I take them both if I am heading down south. If I am hunting forrest I use the shotgun and if i am hunting clear cuts or old strip mine edges I use the muzzleloader. Here in Troy I use the muzzleloader exclusively. I hunt field edges next to small woodlots dotted here and there and a 200 yard shot can be pretty common in those fields. My muzzleloader will do it no problem, I have actually shot it at paper much farther than that with good results but the max on deer imo is 200. I am also a firm believer that in a field situation where you will litterally watch deer a half hour or better before the shot alot 1 is all you really need. You have plenty of time to think and you can focus on the landmarks you have chosen to use as your killzone. Once they are in that box I will wait it out till it looks like they will come no closer


----------



## Lundy (Apr 5, 2004)

My choices are very similar to DZimmer's.

I take all of the guns with me and then decide based upon where I plan on hunting that day.

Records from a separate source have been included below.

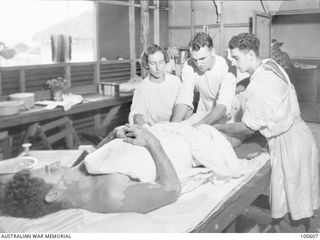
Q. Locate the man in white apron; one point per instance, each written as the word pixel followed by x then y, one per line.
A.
pixel 270 106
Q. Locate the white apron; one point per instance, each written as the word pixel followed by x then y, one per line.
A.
pixel 270 106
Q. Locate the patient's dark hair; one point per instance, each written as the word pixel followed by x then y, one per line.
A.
pixel 24 196
pixel 151 49
pixel 245 41
pixel 200 40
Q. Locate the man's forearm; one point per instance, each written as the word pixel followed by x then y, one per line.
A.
pixel 212 117
pixel 235 129
pixel 138 119
pixel 179 112
pixel 166 174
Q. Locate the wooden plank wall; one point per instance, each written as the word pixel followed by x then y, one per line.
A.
pixel 35 79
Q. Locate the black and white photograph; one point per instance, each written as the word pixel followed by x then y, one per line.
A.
pixel 159 117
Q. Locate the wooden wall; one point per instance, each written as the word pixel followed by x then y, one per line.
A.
pixel 114 30
pixel 189 16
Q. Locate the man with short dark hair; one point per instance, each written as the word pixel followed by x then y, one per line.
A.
pixel 208 74
pixel 270 106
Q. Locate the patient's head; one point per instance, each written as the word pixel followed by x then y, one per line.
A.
pixel 26 194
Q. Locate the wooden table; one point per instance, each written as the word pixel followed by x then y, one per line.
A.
pixel 67 157
pixel 39 113
pixel 240 203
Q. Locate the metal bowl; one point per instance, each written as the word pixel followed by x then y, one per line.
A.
pixel 8 108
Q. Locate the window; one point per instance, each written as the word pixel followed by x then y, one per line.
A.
pixel 27 26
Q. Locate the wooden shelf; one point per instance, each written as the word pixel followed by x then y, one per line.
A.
pixel 296 11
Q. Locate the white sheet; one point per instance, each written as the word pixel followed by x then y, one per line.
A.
pixel 184 145
pixel 184 215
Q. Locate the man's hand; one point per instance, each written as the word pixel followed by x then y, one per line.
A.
pixel 139 136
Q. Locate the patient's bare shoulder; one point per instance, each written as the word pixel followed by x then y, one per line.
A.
pixel 108 192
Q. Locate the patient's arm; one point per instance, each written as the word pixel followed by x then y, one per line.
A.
pixel 216 113
pixel 236 133
pixel 138 119
pixel 144 197
pixel 112 135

I supply the guns for my son to hunt with of course so he decides the same way based upon which stand he chooses to hunt.

I do hunt with a MZ 90% of the time due to the area that I hunt offering long shot opportunities.

The choices,

2 Savage MZ's
1 savage bolt action 12 GA, rifled barrel
1 H&R ultra slugster 12 GA.(the cannon)
1 Remington 870, 20 GA. rifled barrel

These all work great for us


----------



## dakotaman (Oct 19, 2005)

If I plan on stand hunting, I'll take my ML, If I'll be stalking or have a long walk to the stand, I'll bring my Ithaca Mod.87 Featherlight with Deerslayer barrel.


----------